I learn there is a standard video plot despite the language barrier. Teenage sweetheart dies/leaves, singer is sad and carries a torch, but eventually is able to move on thanks to the arrival of a wholesome romantic saviour. I clock the ones with dance routines but do not move from the bed. It pushes a button from childhood, reminds me of the cheap and shiny Louis Walsh era of Irish pop from my childhood – polished, manufactured, and cheesy.

I dig in. My favourites are Perfume, Kyary Pamyu Pamyu, 2NE1, and more recently, Black Pink. I regularly check whether any TV packages include MTV Asia for the UK. They do not. 

***

Its 2012, or thereabouts, and I have the worst hangover of my life, thanks to a combination of Polish beer, Polish vodka and god knows what else, along with the excitement of the big Saturday night of a Polish festival that runs into Sunday morning, and Sunday lunchtime.  

After weeping in the bath with a shandy in someone else’s rented apartment, I sit solemnly in front of the TV, unable to speak to my friends, some of whom I may have (definitely did) annoy the night before. Someone has my dental records on their arm. My friend with the salami tucked in his inside pocket for emergency rave sustenance had to pick me up and tip me upside down when I got rowdy, as if I was an etch-a-sketch that needed resetting. I am overcome with a deep and Catholic guilt. 

Flicking grimly through the channels, wishing for death before redemption, I stop at an animated Buddhist TV channel broadcasting meditative chants, with strange animations of a crow in a forest. I watch silently for two hours, unclear of the message as the crows begin to die, but convinced it is all that keeps me from expiring. 

The crows are renewed, reincarnated. I am not. 


***

It’s 2019 and I’m teaching in Caracas, the most dangerous city in the world. I’m not allowed to leave the hotel in the evenings because here ‘everything happens at gunpoint’ according to my security briefing. “They don’t care,” says my chaperone, “pop pop – you’re dead.” 

There is a bar across the road I cannot drink in. There is a restaurant a few doors down I cannot eat in. So I switch on the TV. 

A show is on where ridiculously talented children dressed in white cowboy outfits sing highly emotional songs in a flamenco style, flanked by a band with two quatro players and three harpists. They play fierce and fast – I never knew you could shred like this on acoustic instruments. The sound is terrific. 

I find out the day after that this was Llanero – cowboy music from the southern plains of Venezuela and Colombia, more boldly rhythmic than flamenco or salsa. 

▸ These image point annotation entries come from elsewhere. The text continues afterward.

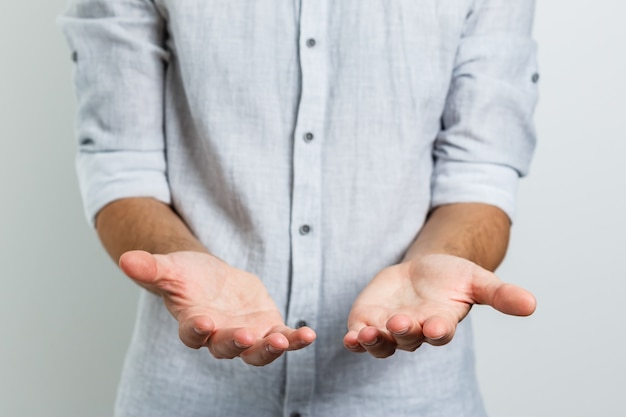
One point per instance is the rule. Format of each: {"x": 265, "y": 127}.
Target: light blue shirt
{"x": 304, "y": 141}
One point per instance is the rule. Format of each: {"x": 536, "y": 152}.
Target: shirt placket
{"x": 306, "y": 204}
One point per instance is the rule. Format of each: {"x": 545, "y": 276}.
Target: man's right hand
{"x": 223, "y": 308}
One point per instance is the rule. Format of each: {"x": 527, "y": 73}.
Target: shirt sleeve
{"x": 487, "y": 136}
{"x": 117, "y": 47}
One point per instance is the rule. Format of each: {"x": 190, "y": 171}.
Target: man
{"x": 305, "y": 185}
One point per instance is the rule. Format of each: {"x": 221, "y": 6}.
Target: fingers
{"x": 141, "y": 266}
{"x": 199, "y": 331}
{"x": 507, "y": 298}
{"x": 401, "y": 333}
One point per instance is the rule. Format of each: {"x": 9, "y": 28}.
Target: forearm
{"x": 477, "y": 232}
{"x": 143, "y": 224}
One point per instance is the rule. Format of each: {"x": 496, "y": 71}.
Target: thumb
{"x": 507, "y": 298}
{"x": 140, "y": 266}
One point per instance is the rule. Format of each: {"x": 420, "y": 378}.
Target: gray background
{"x": 66, "y": 312}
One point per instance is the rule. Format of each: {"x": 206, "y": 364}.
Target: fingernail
{"x": 371, "y": 343}
{"x": 401, "y": 332}
{"x": 272, "y": 349}
{"x": 240, "y": 345}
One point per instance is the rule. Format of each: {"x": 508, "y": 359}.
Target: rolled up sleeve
{"x": 119, "y": 58}
{"x": 488, "y": 137}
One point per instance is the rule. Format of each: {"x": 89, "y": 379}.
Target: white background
{"x": 66, "y": 313}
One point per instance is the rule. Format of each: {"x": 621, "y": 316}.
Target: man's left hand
{"x": 423, "y": 300}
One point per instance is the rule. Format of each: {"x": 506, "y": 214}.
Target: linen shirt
{"x": 304, "y": 141}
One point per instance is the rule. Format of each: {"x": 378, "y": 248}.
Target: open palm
{"x": 423, "y": 301}
{"x": 223, "y": 308}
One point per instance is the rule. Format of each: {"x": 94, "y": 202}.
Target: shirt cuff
{"x": 469, "y": 182}
{"x": 104, "y": 177}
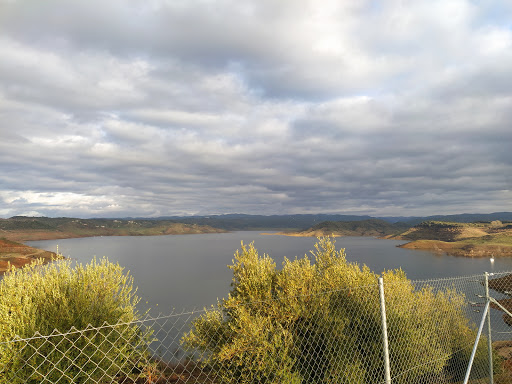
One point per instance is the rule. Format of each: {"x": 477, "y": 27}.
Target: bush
{"x": 320, "y": 323}
{"x": 49, "y": 299}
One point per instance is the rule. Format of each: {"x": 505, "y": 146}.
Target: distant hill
{"x": 242, "y": 222}
{"x": 478, "y": 239}
{"x": 370, "y": 227}
{"x": 460, "y": 218}
{"x": 21, "y": 228}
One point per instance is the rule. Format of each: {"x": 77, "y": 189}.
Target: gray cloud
{"x": 162, "y": 108}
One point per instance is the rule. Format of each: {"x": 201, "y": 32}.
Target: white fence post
{"x": 384, "y": 332}
{"x": 489, "y": 339}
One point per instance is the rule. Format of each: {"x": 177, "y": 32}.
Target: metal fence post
{"x": 489, "y": 339}
{"x": 384, "y": 332}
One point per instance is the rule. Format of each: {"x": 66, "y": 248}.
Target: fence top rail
{"x": 146, "y": 318}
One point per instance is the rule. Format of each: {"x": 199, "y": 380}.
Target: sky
{"x": 148, "y": 108}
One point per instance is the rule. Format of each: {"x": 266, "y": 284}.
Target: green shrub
{"x": 320, "y": 323}
{"x": 54, "y": 298}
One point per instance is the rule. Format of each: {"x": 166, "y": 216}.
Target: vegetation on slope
{"x": 478, "y": 239}
{"x": 20, "y": 228}
{"x": 17, "y": 255}
{"x": 371, "y": 227}
{"x": 319, "y": 322}
{"x": 58, "y": 297}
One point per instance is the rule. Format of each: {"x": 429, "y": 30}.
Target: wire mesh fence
{"x": 421, "y": 332}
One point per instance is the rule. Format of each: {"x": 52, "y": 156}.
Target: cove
{"x": 185, "y": 272}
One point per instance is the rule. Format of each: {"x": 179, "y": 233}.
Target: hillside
{"x": 371, "y": 227}
{"x": 461, "y": 239}
{"x": 21, "y": 228}
{"x": 19, "y": 255}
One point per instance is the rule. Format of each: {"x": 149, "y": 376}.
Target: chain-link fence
{"x": 449, "y": 330}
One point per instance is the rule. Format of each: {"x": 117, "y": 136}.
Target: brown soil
{"x": 19, "y": 255}
{"x": 460, "y": 249}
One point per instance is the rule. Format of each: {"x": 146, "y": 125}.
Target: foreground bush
{"x": 54, "y": 298}
{"x": 320, "y": 323}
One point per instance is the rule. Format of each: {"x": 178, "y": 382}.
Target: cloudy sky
{"x": 169, "y": 107}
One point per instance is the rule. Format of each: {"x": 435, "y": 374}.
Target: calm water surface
{"x": 190, "y": 271}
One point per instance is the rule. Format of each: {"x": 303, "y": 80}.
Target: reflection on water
{"x": 190, "y": 271}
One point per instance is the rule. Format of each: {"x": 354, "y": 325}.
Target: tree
{"x": 81, "y": 302}
{"x": 320, "y": 323}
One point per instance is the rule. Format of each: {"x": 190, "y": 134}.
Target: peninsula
{"x": 479, "y": 239}
{"x": 18, "y": 229}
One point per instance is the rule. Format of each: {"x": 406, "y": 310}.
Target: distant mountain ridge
{"x": 245, "y": 222}
{"x": 370, "y": 227}
{"x": 233, "y": 222}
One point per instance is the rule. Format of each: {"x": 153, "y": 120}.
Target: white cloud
{"x": 171, "y": 107}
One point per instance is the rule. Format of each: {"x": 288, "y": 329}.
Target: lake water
{"x": 190, "y": 271}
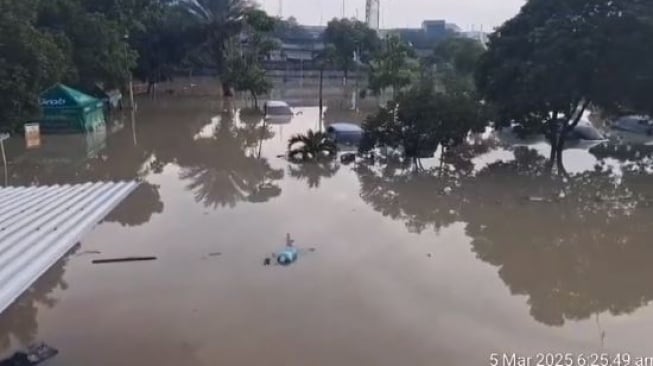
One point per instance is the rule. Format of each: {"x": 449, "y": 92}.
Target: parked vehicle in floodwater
{"x": 642, "y": 125}
{"x": 345, "y": 133}
{"x": 274, "y": 108}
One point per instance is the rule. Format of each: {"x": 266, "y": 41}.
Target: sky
{"x": 402, "y": 13}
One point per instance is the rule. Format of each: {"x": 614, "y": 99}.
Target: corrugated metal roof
{"x": 39, "y": 225}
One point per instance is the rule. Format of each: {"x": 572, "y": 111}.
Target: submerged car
{"x": 275, "y": 108}
{"x": 345, "y": 133}
{"x": 642, "y": 125}
{"x": 584, "y": 131}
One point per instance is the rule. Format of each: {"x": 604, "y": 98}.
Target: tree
{"x": 354, "y": 42}
{"x": 96, "y": 45}
{"x": 421, "y": 120}
{"x": 30, "y": 61}
{"x": 244, "y": 69}
{"x": 222, "y": 21}
{"x": 392, "y": 67}
{"x": 165, "y": 41}
{"x": 547, "y": 65}
{"x": 312, "y": 146}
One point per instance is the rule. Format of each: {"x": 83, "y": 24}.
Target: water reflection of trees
{"x": 226, "y": 168}
{"x": 585, "y": 249}
{"x": 19, "y": 320}
{"x": 314, "y": 172}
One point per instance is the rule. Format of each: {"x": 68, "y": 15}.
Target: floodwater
{"x": 487, "y": 255}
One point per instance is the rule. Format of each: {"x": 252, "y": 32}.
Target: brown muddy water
{"x": 403, "y": 272}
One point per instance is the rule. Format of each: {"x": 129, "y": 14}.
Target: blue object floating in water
{"x": 287, "y": 256}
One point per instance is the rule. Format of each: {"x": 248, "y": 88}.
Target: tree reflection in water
{"x": 226, "y": 167}
{"x": 313, "y": 172}
{"x": 585, "y": 250}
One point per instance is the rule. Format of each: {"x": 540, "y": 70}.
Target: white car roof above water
{"x": 276, "y": 103}
{"x": 345, "y": 127}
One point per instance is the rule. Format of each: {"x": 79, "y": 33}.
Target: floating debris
{"x": 537, "y": 199}
{"x": 287, "y": 256}
{"x": 123, "y": 260}
{"x": 348, "y": 158}
{"x": 35, "y": 355}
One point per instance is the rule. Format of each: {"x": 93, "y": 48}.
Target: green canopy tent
{"x": 68, "y": 110}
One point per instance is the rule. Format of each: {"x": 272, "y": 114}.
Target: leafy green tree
{"x": 168, "y": 37}
{"x": 221, "y": 21}
{"x": 30, "y": 61}
{"x": 353, "y": 41}
{"x": 312, "y": 146}
{"x": 421, "y": 120}
{"x": 244, "y": 68}
{"x": 97, "y": 45}
{"x": 548, "y": 64}
{"x": 392, "y": 67}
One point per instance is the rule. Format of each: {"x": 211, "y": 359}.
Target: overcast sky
{"x": 402, "y": 13}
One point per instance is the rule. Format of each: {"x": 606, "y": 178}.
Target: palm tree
{"x": 221, "y": 21}
{"x": 313, "y": 145}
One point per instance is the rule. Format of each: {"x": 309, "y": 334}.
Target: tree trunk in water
{"x": 321, "y": 94}
{"x": 560, "y": 146}
{"x": 226, "y": 90}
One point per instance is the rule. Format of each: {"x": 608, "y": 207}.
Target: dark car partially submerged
{"x": 641, "y": 125}
{"x": 345, "y": 133}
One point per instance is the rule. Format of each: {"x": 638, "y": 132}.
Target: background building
{"x": 373, "y": 14}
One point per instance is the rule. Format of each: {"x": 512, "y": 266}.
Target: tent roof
{"x": 61, "y": 96}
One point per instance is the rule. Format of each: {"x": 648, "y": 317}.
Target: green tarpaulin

The harps are rhythmic and dense, and do not curl so ornately as other Latin forms I know, which I have often struggled to love. It is a watershed moment. Entire genres become legible for the first time. I can hear what I have been missing in cumbia, in salsa, in flamenco. I listen to a CD-R ripped to Youtube, to Simon Diaz, to Ibarrio Gilberto, but nothing has quite the fire of the live shows on TV. 

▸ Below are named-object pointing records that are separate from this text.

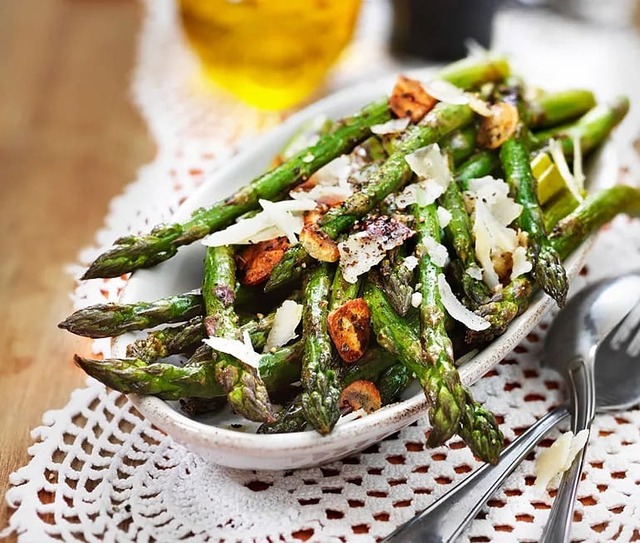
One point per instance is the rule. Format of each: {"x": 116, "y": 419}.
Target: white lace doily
{"x": 100, "y": 473}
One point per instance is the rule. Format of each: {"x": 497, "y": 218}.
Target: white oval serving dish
{"x": 228, "y": 440}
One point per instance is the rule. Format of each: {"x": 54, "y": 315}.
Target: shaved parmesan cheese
{"x": 578, "y": 172}
{"x": 391, "y": 127}
{"x": 363, "y": 250}
{"x": 243, "y": 351}
{"x": 458, "y": 311}
{"x": 278, "y": 219}
{"x": 521, "y": 264}
{"x": 555, "y": 149}
{"x": 353, "y": 415}
{"x": 411, "y": 262}
{"x": 491, "y": 236}
{"x": 558, "y": 458}
{"x": 331, "y": 182}
{"x": 479, "y": 106}
{"x": 429, "y": 163}
{"x": 283, "y": 220}
{"x": 423, "y": 192}
{"x": 437, "y": 252}
{"x": 495, "y": 193}
{"x": 475, "y": 273}
{"x": 450, "y": 94}
{"x": 466, "y": 357}
{"x": 285, "y": 322}
{"x": 323, "y": 194}
{"x": 444, "y": 217}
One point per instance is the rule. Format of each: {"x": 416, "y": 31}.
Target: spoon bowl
{"x": 572, "y": 342}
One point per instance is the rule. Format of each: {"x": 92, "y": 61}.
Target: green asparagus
{"x": 480, "y": 431}
{"x": 245, "y": 389}
{"x": 108, "y": 320}
{"x": 319, "y": 376}
{"x": 446, "y": 392}
{"x": 548, "y": 270}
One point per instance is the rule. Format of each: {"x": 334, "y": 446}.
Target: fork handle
{"x": 558, "y": 525}
{"x": 445, "y": 519}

It is the only channel I watch all week. It is a Llanero-only broadcast station, and it may be propaganda. It is music about horses, the plains, milking cows, and the moon. 

In the evenings, I watch the sky turns pink outside my window, watch it reach into the city from the hills in the distance. Each night the face of the mountain, El Avila, turns from green to purple to black. The cowboys keep playing. 


***

When transplanted into unfamiliar cities or countries we find ourselves surrounded by new street sounds, different transport sounds, or languages we don’t speak. In these places it has sometimes been the lonely expanses of blandly decorated hotel rooms in which I have had my most revelatory musical discoveries. Watching local music channels in hotel rooms is one of the few ways I am able to let the music find me, or at least it was. 

I don’t have a TV at home, so the act of picking up a remote and switching on a telly is one I associate exclusively with being away from home, a way of opening up a portal to find something I wasn’t looking for, and wouldn’t ever find otherwise. With my face illuminated in blue light flickering on darkened walls, when I was alone and up too late in unfamiliar places, I knew I could be remade by a few clicks of the remote.